Legends say that about a thousand Gond revolutionaries were hanged to the trunks of a banyan tree on the outskirts of Nirmal, which came to be known as 'Banyan of Nooses' (fell down a decade ago).

As regards the casualties on the government side, a Sikh belonging to the force of the Second Ziladar, Warangal, and an Arab belonging to Saif-ud-daula's group posted at Nirmal, were killed by the Gond and Rohilla revolutionaries. A Dafedar of the Sikh force, an Arab, two Sindhi Jawans and one other servant were wounded.

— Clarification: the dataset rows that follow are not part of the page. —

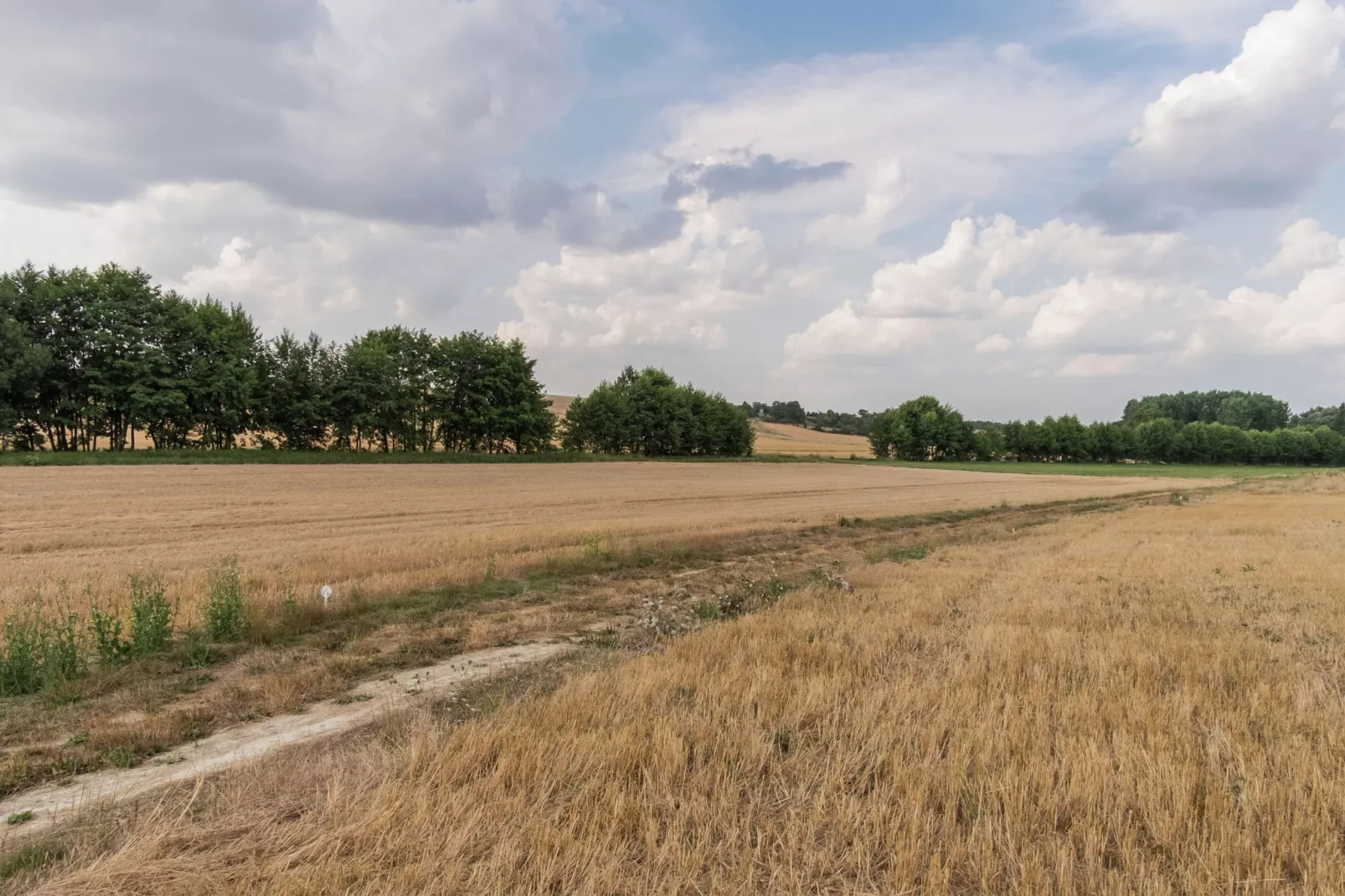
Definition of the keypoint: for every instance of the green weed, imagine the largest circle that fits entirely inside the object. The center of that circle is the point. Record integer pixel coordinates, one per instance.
(225, 605)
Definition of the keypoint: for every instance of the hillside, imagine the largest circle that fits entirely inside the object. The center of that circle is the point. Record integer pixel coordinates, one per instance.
(786, 439)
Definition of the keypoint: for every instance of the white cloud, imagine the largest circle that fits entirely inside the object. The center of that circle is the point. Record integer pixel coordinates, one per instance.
(670, 294)
(1309, 317)
(887, 190)
(1184, 20)
(846, 332)
(1107, 308)
(290, 268)
(1000, 270)
(342, 106)
(966, 121)
(1095, 365)
(1252, 135)
(1302, 246)
(994, 343)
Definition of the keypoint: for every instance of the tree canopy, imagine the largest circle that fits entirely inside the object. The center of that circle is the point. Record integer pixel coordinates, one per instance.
(921, 430)
(648, 414)
(1242, 409)
(102, 355)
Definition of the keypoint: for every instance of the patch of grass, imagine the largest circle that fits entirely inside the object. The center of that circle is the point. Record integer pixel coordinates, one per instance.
(901, 554)
(151, 616)
(225, 612)
(1183, 471)
(708, 611)
(31, 857)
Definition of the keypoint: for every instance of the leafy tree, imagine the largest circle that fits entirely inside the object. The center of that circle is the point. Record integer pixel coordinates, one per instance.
(1242, 409)
(296, 406)
(648, 414)
(921, 430)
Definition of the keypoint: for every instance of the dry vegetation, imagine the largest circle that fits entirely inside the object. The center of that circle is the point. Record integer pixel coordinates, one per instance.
(1074, 703)
(783, 439)
(389, 529)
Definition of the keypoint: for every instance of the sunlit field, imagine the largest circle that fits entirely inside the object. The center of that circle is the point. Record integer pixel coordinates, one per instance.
(1111, 703)
(81, 532)
(783, 439)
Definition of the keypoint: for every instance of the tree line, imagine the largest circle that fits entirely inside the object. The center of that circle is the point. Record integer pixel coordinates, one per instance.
(648, 414)
(791, 412)
(92, 358)
(89, 359)
(1262, 434)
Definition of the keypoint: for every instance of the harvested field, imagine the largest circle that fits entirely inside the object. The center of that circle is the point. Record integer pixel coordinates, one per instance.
(390, 529)
(1114, 703)
(783, 439)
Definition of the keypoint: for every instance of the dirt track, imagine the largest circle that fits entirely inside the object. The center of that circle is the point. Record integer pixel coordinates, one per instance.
(55, 803)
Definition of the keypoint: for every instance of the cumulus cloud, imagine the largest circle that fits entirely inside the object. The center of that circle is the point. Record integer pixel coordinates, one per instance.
(887, 190)
(1254, 135)
(1095, 365)
(338, 106)
(757, 174)
(1184, 20)
(997, 270)
(672, 294)
(966, 121)
(290, 268)
(1312, 315)
(1302, 246)
(848, 332)
(994, 343)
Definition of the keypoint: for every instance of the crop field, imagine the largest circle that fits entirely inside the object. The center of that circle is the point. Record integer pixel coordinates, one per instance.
(1147, 700)
(783, 439)
(388, 529)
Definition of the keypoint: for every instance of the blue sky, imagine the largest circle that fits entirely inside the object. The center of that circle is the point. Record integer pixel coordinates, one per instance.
(1027, 209)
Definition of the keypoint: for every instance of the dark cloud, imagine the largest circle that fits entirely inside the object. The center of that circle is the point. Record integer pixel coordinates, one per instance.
(534, 201)
(658, 228)
(102, 100)
(581, 217)
(763, 174)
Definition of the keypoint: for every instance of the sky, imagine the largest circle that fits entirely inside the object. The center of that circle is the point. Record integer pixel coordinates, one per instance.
(1025, 209)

A Sowar named Ghulam Ali Khan, who accompanied the Collector's batch in the hope of getting some job, was also killed. The batch got the horse of Haji Ali Nusrath, who, as a result of wounds, dropped down from the horse and escaped. Though the Collector's army succeeded in rounding up the rebels, their chieftain Ramji escaped.

The British Resident appreciated the services of the Taluqdar and directed the arrest of Ramji. Fatheh Ali Khan, Thanedar of Chinnur, was deputed for the assistance of the Thanedar of Edlabad. However, he appears to have taken action against the rioters as promised by the British Resident at Hyderabad in his Letter No. 155, dated April 9, 1860.

Ramji Gond was eventually arrested, tried and hanged at Nirmal. Ramji Gond in part inspired the later actions of Kumram Bheem.